With so many contradictions, it is difficult to make a decision regarding them. Here we have mentioned some positives and negatives of the payday loans. You can decide for yourself whether choosing them is a good decision or not.
1. Easier to Get
There are loans out there that take at least a week to obtain. But when we talk about payday loans, they are pretty easy to get your hands on. They are not a lot of requirements to be eligible for the loan, and you can easily obtain them in 24 hours. There are no application forms or credit checks as such. If you have not made the payments in the past nor have a good [credit score]/https://www.telegraph.co.uk/finance/personalfinance/borrowing/11200522/How-to-check-your-credit-score-for-free.html, you can still get the loan. What’s more, your bank account will be filled with the requested amount of cash by the next day. At times, some payday loans can be received in a few hours only.

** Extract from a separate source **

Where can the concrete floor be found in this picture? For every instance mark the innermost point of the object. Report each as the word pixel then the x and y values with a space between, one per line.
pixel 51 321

2. You Decide the Loan Amount
Most of the loans come with a set amount, and people have to take that amount if they want the loan. However, this is not the case with payday loans. They are flexible, which means you can borrow the minimum of £100. You do not have to qualify for a £1,000 payday loan. Therefore, you will be borrowing the amount that you can afford to return back by the next payday.
3. Time Limit
One of the downsides of payday loan is the short time limit to return the loan back. The person needs to give back the money by their next payday. If they cannot do it, the interest on their loan will keep increasing. Therefore, it will be a problem for people who borrowed money but cannot afford to return it. If you borrow the money by keeping your returning power into consideration, you will not face any issue as such.
4. Rate of Interest
The interest rate on payday loan varies from lender to lender. Some payday loans come with excess of 300% on annual interest rates. This huge amount of interest rate can really empty your pockets. You may be able to get some quick cash through payday loans. However, in the end, these loans will hinder you from saving money, as most of your income will be going in paying the interest rate.
5. Effect on Credit Score
Although payday loan providers do not care about your credit score before granting you the loan, but payday loan itself can have a harmful impact on your credit score. This negative impact can be even worse than those of auto loans and credit cards. Initially the drop in the score will not be significant, but with time, it can lead to a major fall.
Payday loans are not as bad as people like to believe. If you borrow the right amount of money, make the payments on time, and have a returning capacity, then payday loans can be quite useful in getting you emergency money.